Singapore Polytechnic senior retail lecturer Sarah Lim said businesses are gradually noticing that baby boomers are not as old-fashioned as their parents.
"They are more educated, well-travelled and know how to look for information online," she said.
"They can buy what they like for themselves, unlike their parents who may rely on their children to buy things for them."
Travel agencies seem to be leading the charge in the silver leisure industry, and banking on seniors to boost sales, as older folk tend to have more time for leisure travel.
At premium tour operator Insight Vacations, the number of guests aged above 65 has doubled in the past two years, and now accounts for more than half of its customers.
Most of its packages are designed with the older traveller in mind, and many have "relaxed starts", where the tours begin no earlier than 9am, compared to the predawn set-off and hectic itineraries of many conventional packages.
Meanwhile, Chan Brothers Travel has come up with thematic tour programmes, such as celebrity, gourmet or floral tours, which are particularly popular with senior travellers, said a spokesman.
One such tour takes travellers to the Bama County in China, known for the longevity of its residents. There, travellers get to interact with local centenarians, attend health talks by traditional Chinese medicine practitioners and practise taiji.

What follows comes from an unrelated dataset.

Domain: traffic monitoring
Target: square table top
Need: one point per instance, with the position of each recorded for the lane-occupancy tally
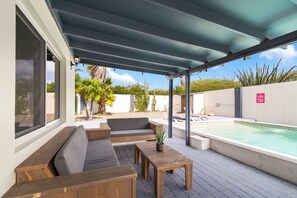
(168, 158)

Compared to mass tour groups, senior travellers prefer slower-paced tours, with some focus on the history of the destination, a range of healthier food and a variety of cultural experiences, said the chair of Silver Horizon Travel Cooperative, Ms Helen Lim, 70. Her five-year-old social enterprise organises group vacations for people over the age of 40.
Madam Boey Meng Chee, 65, who is going on her fourth cruise holiday with boutique cruise line Uniworld next month, said she likes that the itinerary is "not so hectic" as there are breaks for her to rest on the ship, if she wants to.
"The cruise is also all-inclusive, and most land excursions, admission fees, food and tips are all paid for, so I don't have to take too much money with me," added the lab manager.
Correction note: A previous version of the story said that Madam Boey Meng Chee is a lab assistant in the caption. This is incorrect. She is a lab manager. We are sorry for the error.